第 9 章

  夏瓊隻是微微勾了下唇角。


  他知道阿野這人,生性樂觀,不管在什麽境地下都能活得隨性豁達。這是自己所沒有的特質。


  “如果當年你沒有把我從公司趕走······”夏瓊話說道一半,忽然打住,自嘲一笑端起桌上的酒杯一飲而盡。


  如果?沒有如果,他太了解祁野了。


  一個表麵看起來放浪不羈、玩兒得很花的人,實際上對感情比誰都認真。


  當年他跟祁野保持著一種半包養的關係。


  之所以說是半包養,是因為他們之間確實存在著一種寄生關係。


  在外人麵前他就是祁野的小情人,憑著這個身份拿到了公司很多資源的優先權。


  可是私底下,他們不過是友情以上,祁野平時會來他家裏過夜,但卻從不上他的床,每次來都隻是窩著打遊戲和蹭個飯。


  一開始他也害怕,怕祁野真的對他有所圖,但後麵想開了,本來就是自己求著人家包養的,就算要發生關係也是理所應當。


  但是後來他慢慢的開始走心,開始喜歡上這個人,在一次醉酒後他敞開心扉表明了自己的愛慕。

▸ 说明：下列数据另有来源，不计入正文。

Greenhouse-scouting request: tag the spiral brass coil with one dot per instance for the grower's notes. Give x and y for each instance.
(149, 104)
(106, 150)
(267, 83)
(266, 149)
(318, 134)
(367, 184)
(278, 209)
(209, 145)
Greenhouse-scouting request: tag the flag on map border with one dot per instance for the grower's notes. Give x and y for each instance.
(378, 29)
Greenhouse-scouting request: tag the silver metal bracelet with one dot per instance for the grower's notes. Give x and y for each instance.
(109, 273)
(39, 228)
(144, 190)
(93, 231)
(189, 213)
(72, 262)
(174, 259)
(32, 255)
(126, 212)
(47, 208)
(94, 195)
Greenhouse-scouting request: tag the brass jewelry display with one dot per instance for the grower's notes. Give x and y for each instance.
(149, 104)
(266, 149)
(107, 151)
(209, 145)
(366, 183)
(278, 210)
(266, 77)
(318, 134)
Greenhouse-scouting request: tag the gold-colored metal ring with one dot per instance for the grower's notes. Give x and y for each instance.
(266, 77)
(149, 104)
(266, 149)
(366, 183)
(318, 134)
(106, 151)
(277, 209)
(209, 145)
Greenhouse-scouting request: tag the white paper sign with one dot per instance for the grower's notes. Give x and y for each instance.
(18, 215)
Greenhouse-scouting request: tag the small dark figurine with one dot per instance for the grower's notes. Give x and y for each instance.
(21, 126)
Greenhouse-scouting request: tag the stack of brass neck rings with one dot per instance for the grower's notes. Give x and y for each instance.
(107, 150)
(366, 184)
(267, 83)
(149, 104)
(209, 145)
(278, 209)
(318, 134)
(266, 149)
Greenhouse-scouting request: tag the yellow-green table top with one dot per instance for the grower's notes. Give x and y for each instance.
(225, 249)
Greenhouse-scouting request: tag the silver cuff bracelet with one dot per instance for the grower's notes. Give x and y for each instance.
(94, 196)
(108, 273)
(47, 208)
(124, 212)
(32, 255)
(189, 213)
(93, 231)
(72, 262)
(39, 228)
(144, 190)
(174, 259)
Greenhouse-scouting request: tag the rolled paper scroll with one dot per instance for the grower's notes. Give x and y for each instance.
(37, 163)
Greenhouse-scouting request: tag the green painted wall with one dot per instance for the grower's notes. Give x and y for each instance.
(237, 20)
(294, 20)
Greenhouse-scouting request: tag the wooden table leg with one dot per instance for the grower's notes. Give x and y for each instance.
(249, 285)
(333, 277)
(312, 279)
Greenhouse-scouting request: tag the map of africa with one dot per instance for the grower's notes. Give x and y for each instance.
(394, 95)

  卻在第二天就收到了祁野的解約合同,並且那人再沒來過他的家。


  一直沒想明白這件事的夏瓊苦惱了整整一年。


  他實在琢磨不透那人的心思。


  直到後來的有一天,他忽然從經紀人口裏知道,原來當年他被祁野的公司解約後,之所以能那麽快找到下家,是因為祁野在暗中牽線搭橋。


  即便是分開了,那人也給了他最好的體麵和安排。


  彼時他才稍微有點明白祁野。


  夏瓊放下空杯,手一抬招呼服務員把杯子續上,一雙鳳眼逐漸變得通紅。


  如果要跟這個人在一起,那就得克製自己,不能表露喜歡。


  這是他花了好長一段時間總結出來的。


  “如果你有需要,我可以跟公司解約,然後入股你的公司。”夏瓊看著麵前的人,一字一句很堅定地說。

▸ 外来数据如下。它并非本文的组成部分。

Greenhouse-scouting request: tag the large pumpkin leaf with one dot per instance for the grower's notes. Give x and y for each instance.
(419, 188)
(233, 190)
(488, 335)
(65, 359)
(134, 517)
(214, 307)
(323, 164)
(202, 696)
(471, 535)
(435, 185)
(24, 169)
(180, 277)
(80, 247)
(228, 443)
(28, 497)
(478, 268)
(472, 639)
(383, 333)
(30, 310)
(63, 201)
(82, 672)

  他來的路上什麽都想好了,甚至已經邀請了律師開始寫解約合同。


  祁野臉上的笑緩緩淡了下來,他白皙的指尖摩挲著杯口,沉默好久。


  “不用。我不需要你這樣做。”


  麵前的人收起了平日裏的吊兒郎當,語調不緩不急,卻是十分認真。


  夏瓊隻覺一股寒意從心口擴散到四肢百骸,他眼眶更紅了:“為什麽,當年你在我人生最爛的時候拉了我一把,現在我想拉你一把。”

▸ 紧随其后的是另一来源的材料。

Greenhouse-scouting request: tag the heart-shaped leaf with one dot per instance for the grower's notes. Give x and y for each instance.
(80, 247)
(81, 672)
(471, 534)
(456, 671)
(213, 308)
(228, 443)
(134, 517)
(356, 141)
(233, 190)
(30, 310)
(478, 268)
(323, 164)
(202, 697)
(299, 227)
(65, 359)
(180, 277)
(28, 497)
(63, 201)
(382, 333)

  頓了下,他忽然想到什麽,英氣的劍眉微擰:“你是還在意我喜歡你的那件事嗎?”


  祁野沒答,視線落到遠處,眼裏一片平靜。


  他喜歡釣魚,但不擅長談感情。


  尤其是夏瓊這種炙熱又猛烈的感情,他給不了回報,並且厭惡被感情吞噬理智的感覺。


  所以當年在發現夏瓊喜歡上自己後,他待在辦公室抽了一下午的煙。


  然後果斷地讓律師起草了解約合同,不顧公司股東的勸阻,放走了這棵搖錢樹。


  夏瓊也垂眸沉默。


  牆上的掛鍾忽然滴答一聲,已經是晚上八點整了,宴會開場。


  陸陸續續的人走進大廳,細碎的腳步聲混雜在一起有些沉重。


  “我是真的想幫你。”好久後,夏瓊才歎息一聲說出這話。


  祁野微不可見地擰了擰眉,手伸進衣兜想去摸棒棒糖,卻摸到了一個空袋子。


  早知道剛才那顆糖就不給顧流寒了。


  他舌尖輕抵著腮幫子,然後緩緩開口:“這樣,我缺一筆項目的啟動資金,你能借我嗎。”


  夏瓊這人他了解,執著,一根筋。


  不如就隨便借點錢全了他想幫忙的心。


  “能!”夏瓊黑眸亮了下,嘴角溫潤的笑又勾了起來。


  隻要有借錢的這個名頭在,他就能跟祁野不斷地往來。


  “我記得你之前很愛喝這個品牌的香檳的。”夏瓊心情好了很多,說話都帶著一股飄然的愉悅。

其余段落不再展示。